0

I'm trying to analyze goal-scoring networks in hockey. I have data for the player who scored the goal and the player who assisted on that goal. My issue is that some goals do not have an assist, so I'm not sure what I should do in those situations.

So, an example for my data looks like this:

scorer <- c("Lidstrom", "Yzerman", "Fedorov", "Yzerman", "Shanahan")
assister <- c("", "Lidstrom", "Yzerman", "Shanahan", "Lidstrom")

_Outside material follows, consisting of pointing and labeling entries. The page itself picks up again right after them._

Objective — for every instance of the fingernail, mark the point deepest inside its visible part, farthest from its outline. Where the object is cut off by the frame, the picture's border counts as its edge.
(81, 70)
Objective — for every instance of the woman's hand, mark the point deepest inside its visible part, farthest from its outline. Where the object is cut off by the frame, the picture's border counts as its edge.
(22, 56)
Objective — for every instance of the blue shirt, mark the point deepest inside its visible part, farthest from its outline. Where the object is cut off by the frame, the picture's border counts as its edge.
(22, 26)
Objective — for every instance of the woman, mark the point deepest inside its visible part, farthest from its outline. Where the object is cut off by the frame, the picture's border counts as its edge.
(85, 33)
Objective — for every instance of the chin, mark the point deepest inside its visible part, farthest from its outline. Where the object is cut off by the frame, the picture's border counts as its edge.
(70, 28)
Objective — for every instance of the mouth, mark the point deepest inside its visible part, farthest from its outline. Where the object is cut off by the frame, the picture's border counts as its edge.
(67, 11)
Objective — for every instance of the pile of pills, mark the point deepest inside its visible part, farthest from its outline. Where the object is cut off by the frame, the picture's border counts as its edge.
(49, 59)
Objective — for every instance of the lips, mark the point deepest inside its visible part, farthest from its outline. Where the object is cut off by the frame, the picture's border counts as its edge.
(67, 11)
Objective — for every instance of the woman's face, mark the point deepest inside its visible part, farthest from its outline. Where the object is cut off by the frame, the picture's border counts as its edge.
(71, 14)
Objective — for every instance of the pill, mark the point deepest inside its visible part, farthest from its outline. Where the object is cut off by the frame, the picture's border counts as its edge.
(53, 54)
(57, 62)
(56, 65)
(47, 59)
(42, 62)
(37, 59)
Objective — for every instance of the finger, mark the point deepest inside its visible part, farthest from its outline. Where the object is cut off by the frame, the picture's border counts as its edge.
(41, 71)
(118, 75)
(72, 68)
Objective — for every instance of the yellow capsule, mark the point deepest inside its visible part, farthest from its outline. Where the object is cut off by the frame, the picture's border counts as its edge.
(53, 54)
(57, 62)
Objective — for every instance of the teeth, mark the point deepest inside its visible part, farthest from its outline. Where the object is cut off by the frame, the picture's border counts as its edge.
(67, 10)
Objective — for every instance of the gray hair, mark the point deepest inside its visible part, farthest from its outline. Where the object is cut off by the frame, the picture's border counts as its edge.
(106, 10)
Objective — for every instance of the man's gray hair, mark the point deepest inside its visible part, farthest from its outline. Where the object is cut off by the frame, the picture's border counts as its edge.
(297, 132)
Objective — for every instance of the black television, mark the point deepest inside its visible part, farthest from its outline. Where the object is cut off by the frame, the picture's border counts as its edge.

mydata <- data.frame(scorer, assister)

And the output is:

    scorer assister
1 Lidstrom         
2  Yzerman Lidstrom
3  Fedorov  Yzerman
4  Yzerman Shanahan
5 Shanahan Lidstrom

When I'm dealing with unassisted goals, does it make sense to act as if the assist goes to the scorer?

EX:

    scorer assister
1 Lidstrom Lidstrom        
2  Yzerman Lidstrom
3  Fedorov  Yzerman
4  Yzerman Shanahan
5 Shanahan Lidstrom

Or does it make sense to create a new name "unassisted" for unassisted goals?

EX:

    scorer assister
1 Lidstrom UNASSISTED       
2  Yzerman Lidstrom
3  Fedorov  Yzerman
4  Yzerman Shanahan
5 Shanahan Lidstrom

Here's the rest of my code for the PageRank, assuming that something is filled in for the blank assister space:

library(igraph)
library(dplyr)

my_network <- mydata %>%
  as.matrix() %>%
  graph.edgelist(directed = TRUE)

page_rank(my_network, directed = TRUE)$vector

I can't just remove goals that are unassisted, so I'm trying to come up with some solution that doesn't defy any major graph theory principles (of which I'm not knowledgeable). Any ideas?

Evan O.
  • 1,553
  • 2
  • 11
  • 20
  • First, go Red Wings!!! Second, what do you hope to use the pagerank score for? I think the answer to your question will depend on what you plan to learn from this score. Third, I would say that your network is directed, i.e. the puck goes from the assister to the scorer to the goal. – emilliman5 Jan 12 '18 at 14:36
  • Thanks for the reply. So I guess what I'm trying to learn from this is what players are the most indispensable for goal scoring. So I can say that Fedorov, for example, influences goal scoring more than Yzerman does. I know pagerank may not be ideal for that, but I think it's one way to look at it. So I know the network is directed, but doesn't making it directed severely decrease the value of the assist? I think goals > assists, but I still think assists should have similar value to goals. If I make it undirected, at least assists hold the same value. Any ideas? – Evan O. Jan 13 '18 at 16:04
  • Making a graph does not change the weight placed on the edge or nodes, it merely represents the asymmetry of the system. I think you want to make the graph directed, because a this will allow you to find scorers, assisters and scorer/assisters. In an undirected graph you will not be able to tell is someone assisted or scored when examining a pair of nodes. And I think solo scores should be represented by "scorer -> scorer" which is the diagnol of the incidence matrix. – emilliman5 Jan 15 '18 at 20:12

1 Answers1

1

I agree with the suggestion of @emilliman5 outlined in the comments: for unassisted goals, just make an edge from the scorer to itself. Then use PageRank for finding the most influential players. Actually, PageRank can be a particularly good choice here because the principles underlying the PageRank score bear some similarity to what is going on in a "real" hockey match.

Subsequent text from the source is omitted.